Though the site is comfortable to read and it saves the reading history by using cookies and localStorage, it wasn’t enough for me. I want the book to be available offline, highlight passages and read it on all my devices. So naturally I was looking for an ebook version. Since there wasn’t any readily available, I put my python skills to help me.

I decided to scrape the webapp, extract the text, clean it up and arrange them in proper order. This formatted text will be stored as a text file and can easily be converted into an ebook using Calibre.

Python has a beautiful web parser called beautifulsoup. One can install that by typing

python -m pip install beautifulsoup4

Upon opening the webapp in a browser, I was able to decode how the content was organized. The format is

https://venmurasu.in/{{bookname}}/chapter-{{no}}

I opened all books manually in the browser and noted down the number of chapters that particular book had. Then I created a comma separated text file in the format

bookname, first_chapter_no, last_chapter_no

example
muthalaavin,1,120

I now have a text file with 26 book names and their chapter details. All I need to do is to read this text file in python, get the book name, chapter details and then construct the URL for the parser. So here is the code which is sufficiently commented and self explanatory

import requests
from bs4 import BeautifulSoup

#name of file containing information about books
text_file='venmurasu.txt" 

with open(text_file) as file:
    lines=file.readlines()   #Reading all the lines in the file. Returns a list

books=[]
for line in lines:
    info=line.split(',')    #Splitting every line into three distinct values
    book={
        'title': info[0],
        'start_no': int(info[1])  #Python reads only strings, so I am converting that into int here
        'end_no':int(info[2])+1   #Converting to int and adding 1 to include the last chapter as well
    }

    books.append(book)          #This holds a list of dicts with all information about book

for book in books:

    contents=[]                 #Empty list to hold the content of the particular book

    print("Parsing Book ", book['title'])
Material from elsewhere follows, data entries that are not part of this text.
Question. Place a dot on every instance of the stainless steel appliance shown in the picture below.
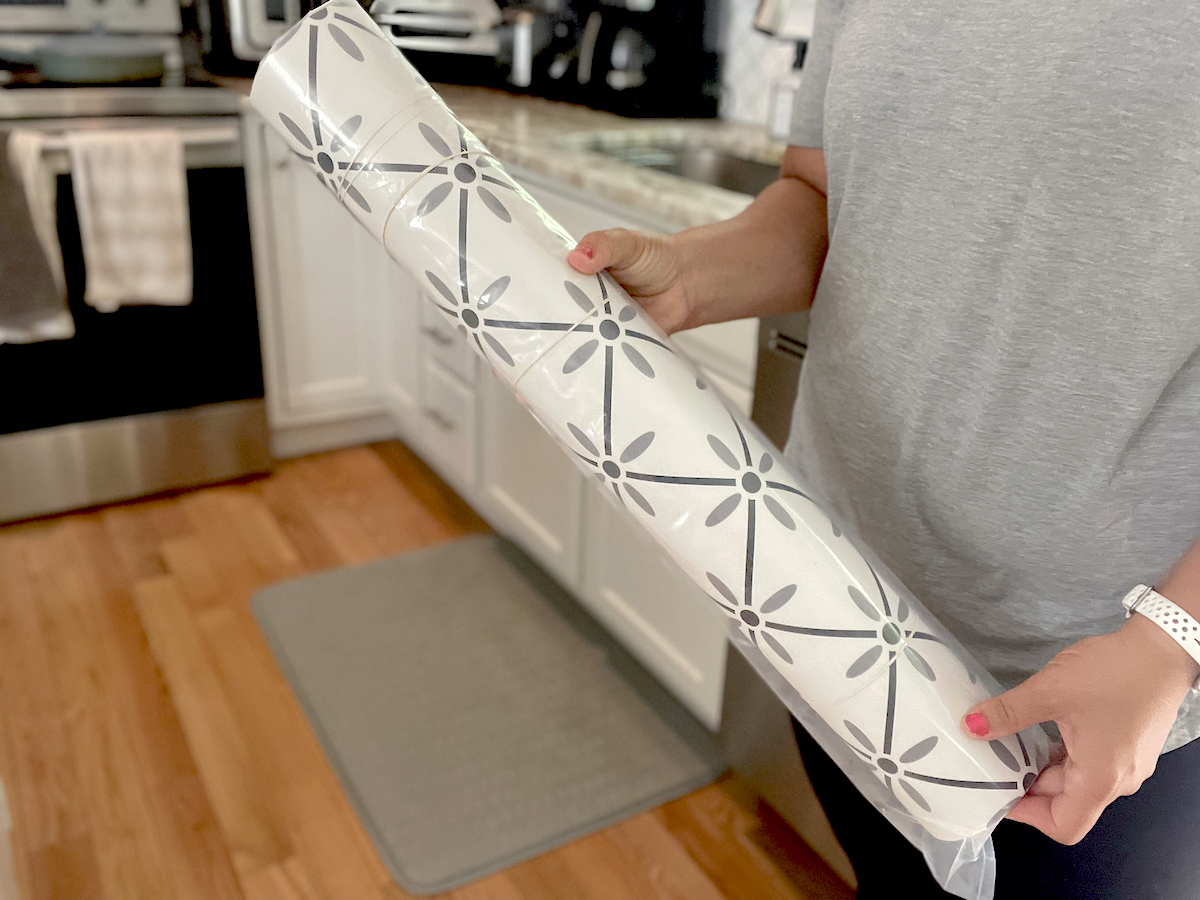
(646, 58)
(490, 42)
(240, 31)
(756, 727)
(94, 40)
(148, 397)
(783, 342)
(131, 17)
(466, 27)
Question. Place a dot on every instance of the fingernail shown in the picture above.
(977, 724)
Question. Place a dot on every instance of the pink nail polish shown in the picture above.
(977, 724)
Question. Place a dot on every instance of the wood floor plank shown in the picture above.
(261, 535)
(184, 823)
(35, 761)
(193, 573)
(643, 844)
(285, 495)
(427, 489)
(138, 529)
(43, 790)
(228, 768)
(65, 869)
(279, 881)
(324, 831)
(741, 855)
(148, 738)
(115, 797)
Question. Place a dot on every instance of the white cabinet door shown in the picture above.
(448, 436)
(654, 609)
(400, 360)
(529, 489)
(323, 297)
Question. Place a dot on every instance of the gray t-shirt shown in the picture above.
(1002, 390)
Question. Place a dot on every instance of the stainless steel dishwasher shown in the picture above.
(147, 397)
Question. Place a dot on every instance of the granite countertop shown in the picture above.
(561, 141)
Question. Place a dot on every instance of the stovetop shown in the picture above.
(75, 102)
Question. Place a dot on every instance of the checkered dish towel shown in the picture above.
(131, 196)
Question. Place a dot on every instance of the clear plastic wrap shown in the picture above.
(865, 669)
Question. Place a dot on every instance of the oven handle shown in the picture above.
(216, 135)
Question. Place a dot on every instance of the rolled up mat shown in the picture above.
(876, 679)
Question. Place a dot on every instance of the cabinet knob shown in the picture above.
(437, 336)
(439, 420)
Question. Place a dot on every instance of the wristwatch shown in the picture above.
(1169, 617)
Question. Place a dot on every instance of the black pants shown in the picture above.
(1144, 847)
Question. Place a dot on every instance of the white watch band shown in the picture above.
(1169, 617)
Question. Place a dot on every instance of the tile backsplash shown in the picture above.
(750, 64)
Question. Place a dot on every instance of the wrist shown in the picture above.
(1170, 663)
(688, 251)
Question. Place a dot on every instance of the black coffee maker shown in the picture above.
(639, 58)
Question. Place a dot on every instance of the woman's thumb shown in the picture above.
(613, 249)
(1027, 705)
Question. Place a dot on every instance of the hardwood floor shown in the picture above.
(151, 749)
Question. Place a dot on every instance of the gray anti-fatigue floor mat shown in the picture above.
(473, 713)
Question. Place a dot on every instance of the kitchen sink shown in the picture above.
(709, 165)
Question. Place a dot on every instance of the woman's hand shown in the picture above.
(647, 265)
(1114, 697)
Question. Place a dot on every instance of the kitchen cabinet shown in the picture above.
(529, 489)
(321, 281)
(658, 612)
(354, 352)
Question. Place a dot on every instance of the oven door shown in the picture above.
(147, 397)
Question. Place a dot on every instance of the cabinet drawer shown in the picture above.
(443, 342)
(448, 409)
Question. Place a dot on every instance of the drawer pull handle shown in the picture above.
(439, 420)
(437, 336)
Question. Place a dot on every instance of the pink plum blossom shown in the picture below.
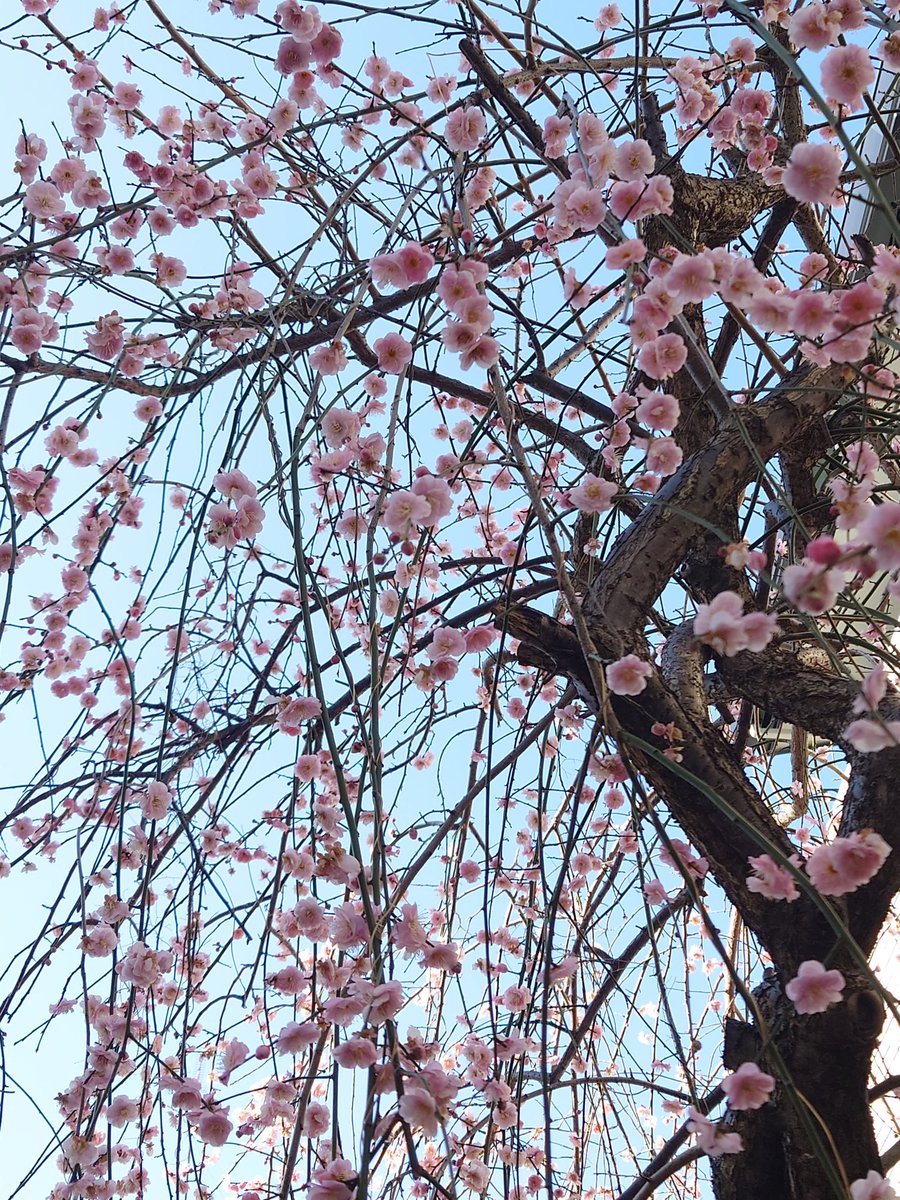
(813, 173)
(873, 1187)
(394, 353)
(663, 357)
(814, 988)
(594, 495)
(881, 531)
(748, 1087)
(847, 863)
(846, 73)
(628, 676)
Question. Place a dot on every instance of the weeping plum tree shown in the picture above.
(449, 551)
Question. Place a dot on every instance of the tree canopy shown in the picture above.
(449, 557)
    for i in range(book['start_no'],book['end_no']):

        #Creating the url for the book and the chapter
        URL="https://venmurasu.in/{}/chapter-{}".format(book['title'],i)
        page = requests.get(URL)
        print("Parsing Chapter ", i)

        #Using the BS for parsing the page
        soup = BeautifulSoup(page.content, "html.parser")

        #Finding the content
        results=soup.find_all('p')

        for result in results:
            #striping away any stylings other than text
            contents.append(result.text)

    #Once the content is captured, writing that into a file with two line spacing for every paragraph
    with open(book['title']+'.txt', 'w',encoding='utf-8') as f:
        for content in contents:
            f.write(content)
            f.write("\n\n")

By running the script I had all the books in the form of text files. Now I can simply convert all of them into ebooks via Calibre Software. Once I had all my files in epub format, I simply send them all to my Kindle via Send to Kindle.

Now I can read the books in all my devices, highlight, annotate and share my notes.

Note

  1. Eventually the ebook version is released in Amazon Kindle platform by the author himself. Here is the Link.
  2. I am not promoting piracy in this post. This is simply an utility script which I created for my own convenience. I have not and will not share the books I created to anyone or anywhere without proper permissions.